South Africa's land reform is rousing right-wing ire
One of the common critiques of the American Right is that it is, basically, a bastion for modern American racism. And one of the common critiques of Donald Trump, which is not starting to attach itself to Elon Musk (himself a child of apartheid South Africa), is that he enables that racism. Which, honestly, makes sense. The American ideal of "one person, one vote" may have, for a long time, excluded women and minorities, but bigotry was never disqualifying, and people like
Marko Elez have the franchise, too. And in a nation that's edging ever closer to a permanent split between two broad political coalitions, neither side can afford to throw even otherwise loathsome people overboard.
And that means buying into the American Right's narrative that casts Europeans (Conservative European Christians, more specifically) as an oppressed minority, assailed on all sides by the unworthy people whose lands, resources, freedoms and/or lives had been taken from them during the age of colonial expansion. Seeing Africans, Latin Americans and other non-White people as unjustly bitter and vengeful for not agreeing to a (
awfully convenient) offer to simply allow bygones to be bygones stems from what I suspect is a widespread human desire to be seen neither as one of history's villains nor the direct beneficiaries of historical injustice. And so there's a mindset that decides that the end of Apartheid, Jim Crow or forced relocations to reservations wiped all slates clean and everyone became equal again. So there is no such thing as redress for past wrongdoing; there is only
present wrongdoing.
Part of the politics of grievance is the idea that only the in-group's grievances are legitimate. This has played itself out in American race relations for as long as I've been aware of the concept. Black and White people alike having fallen into seeing the others (real or perceived) resentment of them as both unjust and a legitimizer of their own resentments. When, during the campaign, President Trump accused migrants of taking "African-American jobs" and "Hispanic jobs" and then Vice-President Kamala Harris of claiming to be Black as a
cynical means of appealing to Black voters, he was encouraging people to take on the Right's grievances as their own, rather than telling them he would advance their interests. Because the in-group's grievances always come first, as I'm sure some of the Arab-American population in and around Dearborn, Michigan
are finding out.
I have to admit that I wasn't expecting President Trump to lean so far into the Right's many disputes with the rest of the world (not to mention America) so completely this early in his tenure. Although it makes sense... he has to keep appealing to his base of voters, because otherwise he becomes a lame duck fairly quickly. Perhaps the goal here is to avoid losing seats in next year's (sigh) midterm elections. And casting the Ramaphosa Administration in South Africa as anti-White racists is par for that particular course.
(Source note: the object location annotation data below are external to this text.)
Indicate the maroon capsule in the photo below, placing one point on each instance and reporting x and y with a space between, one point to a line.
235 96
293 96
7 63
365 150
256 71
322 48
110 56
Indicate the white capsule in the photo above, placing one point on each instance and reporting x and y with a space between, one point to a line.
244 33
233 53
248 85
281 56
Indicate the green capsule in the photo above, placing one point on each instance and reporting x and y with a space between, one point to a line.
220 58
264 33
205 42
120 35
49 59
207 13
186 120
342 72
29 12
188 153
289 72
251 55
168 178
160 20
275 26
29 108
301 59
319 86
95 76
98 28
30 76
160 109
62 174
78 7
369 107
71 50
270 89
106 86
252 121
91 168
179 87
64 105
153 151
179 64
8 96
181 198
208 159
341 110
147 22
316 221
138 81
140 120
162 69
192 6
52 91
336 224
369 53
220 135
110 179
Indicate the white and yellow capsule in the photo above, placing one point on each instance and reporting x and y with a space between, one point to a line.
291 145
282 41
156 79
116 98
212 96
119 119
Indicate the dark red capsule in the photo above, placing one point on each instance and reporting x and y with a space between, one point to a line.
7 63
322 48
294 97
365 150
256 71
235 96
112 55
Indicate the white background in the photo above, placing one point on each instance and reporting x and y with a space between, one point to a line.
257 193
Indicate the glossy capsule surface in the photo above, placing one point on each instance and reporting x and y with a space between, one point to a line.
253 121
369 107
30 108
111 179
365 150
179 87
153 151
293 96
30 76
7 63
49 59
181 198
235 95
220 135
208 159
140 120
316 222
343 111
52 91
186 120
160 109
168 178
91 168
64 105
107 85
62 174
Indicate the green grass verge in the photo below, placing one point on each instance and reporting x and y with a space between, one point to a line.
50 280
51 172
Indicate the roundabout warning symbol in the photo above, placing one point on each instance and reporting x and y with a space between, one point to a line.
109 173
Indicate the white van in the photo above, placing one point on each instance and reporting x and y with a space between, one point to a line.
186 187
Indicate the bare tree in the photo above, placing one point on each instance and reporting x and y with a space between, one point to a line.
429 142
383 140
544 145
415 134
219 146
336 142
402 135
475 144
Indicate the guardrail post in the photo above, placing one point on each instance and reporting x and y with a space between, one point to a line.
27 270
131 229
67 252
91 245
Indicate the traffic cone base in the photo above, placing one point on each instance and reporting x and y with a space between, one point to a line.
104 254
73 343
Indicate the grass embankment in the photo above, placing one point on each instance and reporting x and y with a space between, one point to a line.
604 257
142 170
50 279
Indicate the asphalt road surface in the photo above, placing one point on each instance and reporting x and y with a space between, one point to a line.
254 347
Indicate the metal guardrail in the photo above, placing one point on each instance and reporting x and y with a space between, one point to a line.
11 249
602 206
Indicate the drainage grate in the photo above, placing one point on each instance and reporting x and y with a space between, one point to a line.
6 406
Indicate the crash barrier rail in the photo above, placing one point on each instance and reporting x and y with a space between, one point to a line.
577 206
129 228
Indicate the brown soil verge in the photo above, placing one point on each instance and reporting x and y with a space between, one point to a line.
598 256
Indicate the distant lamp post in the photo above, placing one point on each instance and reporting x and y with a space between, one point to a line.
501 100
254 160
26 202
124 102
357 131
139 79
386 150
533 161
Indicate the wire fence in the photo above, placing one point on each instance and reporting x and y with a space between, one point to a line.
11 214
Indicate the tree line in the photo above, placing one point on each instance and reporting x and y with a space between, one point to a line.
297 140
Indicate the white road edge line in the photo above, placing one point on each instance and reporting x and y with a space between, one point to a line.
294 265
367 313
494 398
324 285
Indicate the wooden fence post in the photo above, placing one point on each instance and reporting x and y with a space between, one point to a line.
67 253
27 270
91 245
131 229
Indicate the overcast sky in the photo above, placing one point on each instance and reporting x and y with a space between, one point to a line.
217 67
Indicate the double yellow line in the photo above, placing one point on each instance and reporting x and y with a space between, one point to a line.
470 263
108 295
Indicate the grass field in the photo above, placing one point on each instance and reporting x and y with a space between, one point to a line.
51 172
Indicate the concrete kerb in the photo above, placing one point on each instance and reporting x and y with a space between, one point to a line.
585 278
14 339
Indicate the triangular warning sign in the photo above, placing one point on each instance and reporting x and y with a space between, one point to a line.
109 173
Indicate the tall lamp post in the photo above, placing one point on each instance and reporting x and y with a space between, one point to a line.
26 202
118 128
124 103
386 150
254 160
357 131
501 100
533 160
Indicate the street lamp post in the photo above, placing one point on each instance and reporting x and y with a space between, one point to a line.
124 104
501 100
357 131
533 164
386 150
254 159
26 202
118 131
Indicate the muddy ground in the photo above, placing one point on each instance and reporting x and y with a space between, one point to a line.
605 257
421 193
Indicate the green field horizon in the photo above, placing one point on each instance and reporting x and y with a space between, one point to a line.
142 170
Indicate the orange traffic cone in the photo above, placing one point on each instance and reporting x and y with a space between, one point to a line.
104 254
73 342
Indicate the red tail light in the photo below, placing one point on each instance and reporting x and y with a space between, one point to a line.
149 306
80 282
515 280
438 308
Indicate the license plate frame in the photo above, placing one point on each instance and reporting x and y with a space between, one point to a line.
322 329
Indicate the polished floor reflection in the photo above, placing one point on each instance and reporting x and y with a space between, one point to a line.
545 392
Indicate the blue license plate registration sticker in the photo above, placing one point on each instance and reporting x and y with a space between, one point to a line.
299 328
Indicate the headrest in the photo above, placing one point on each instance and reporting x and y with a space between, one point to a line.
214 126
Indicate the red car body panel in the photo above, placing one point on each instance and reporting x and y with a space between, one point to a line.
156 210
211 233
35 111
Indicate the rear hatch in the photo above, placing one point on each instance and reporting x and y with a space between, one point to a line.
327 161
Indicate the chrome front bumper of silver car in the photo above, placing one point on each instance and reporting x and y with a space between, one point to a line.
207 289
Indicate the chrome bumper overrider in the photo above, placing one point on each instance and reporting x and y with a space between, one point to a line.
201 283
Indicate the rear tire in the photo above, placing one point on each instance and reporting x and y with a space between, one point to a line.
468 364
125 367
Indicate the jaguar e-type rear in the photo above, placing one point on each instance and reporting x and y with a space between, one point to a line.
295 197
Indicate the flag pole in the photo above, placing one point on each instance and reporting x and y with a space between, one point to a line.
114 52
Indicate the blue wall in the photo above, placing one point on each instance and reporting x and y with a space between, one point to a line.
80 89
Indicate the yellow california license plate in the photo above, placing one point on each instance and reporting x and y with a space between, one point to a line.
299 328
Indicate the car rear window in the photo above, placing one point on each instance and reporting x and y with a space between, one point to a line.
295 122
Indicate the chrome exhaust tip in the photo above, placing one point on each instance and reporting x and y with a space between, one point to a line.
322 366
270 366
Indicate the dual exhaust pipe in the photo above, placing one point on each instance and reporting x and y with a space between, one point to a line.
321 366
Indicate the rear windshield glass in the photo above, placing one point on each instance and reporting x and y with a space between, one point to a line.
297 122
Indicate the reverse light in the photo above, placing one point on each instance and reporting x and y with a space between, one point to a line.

It remains to be seen what the effects will be if Secretary of State Marco Rubio (whose posts on X seem to have been written by President Trump these days) makes good on
his promise to not attend the upcoming G20 Summit in Johannesburg at the end of the year. (Of course, given that it's more than 9 months out, Secretary Rubio will have more than enough time to change course.) It could be a good opening for the Chinese, presuming that they can overcome the impression (and reality) that their offers of help come with more strings attached than a kite festival. It's part of a broader push to portray the United States as the only important nation in the world, and one that everyone else needs, which is again a play to a base resentful of what they perceive as other nations benefiting at the United States' direct expense.
Prior to Donald Trump, the Republican party had been coming to terms with the idea that it needed a broader message than right-wing anger at the world in order to be successful. Donald Trump (with, it seems, an assist from the Democratic Party) had upended that consensus. But it remains to be seen if this is a strategy that can be maintained for longer than the President can remain in office. At present, I'm not betting on it. I don't think that the Black and Hispanic voters who backed Donald Trump last year will come to regard him as someone who is willing to do anything for them, specifically, or come to believe that they're benefiting equally from what he does for conservative Whites. The American Right, I suspect, regards them more as useful patsies than valued allies, and won't balk at demanding more for itself at their expense.
If, even in spite of that, it can, that's likely not a good sign. I suspect that the Democrats will wind up having little choice but to turn to their own brand of grievance politics to remain relevant (let alone competitive) in that political landscape. It will be instructive to see who their voters are able to push the federal government into placing on its enemies lists, and which grievances it pursues on their behalf.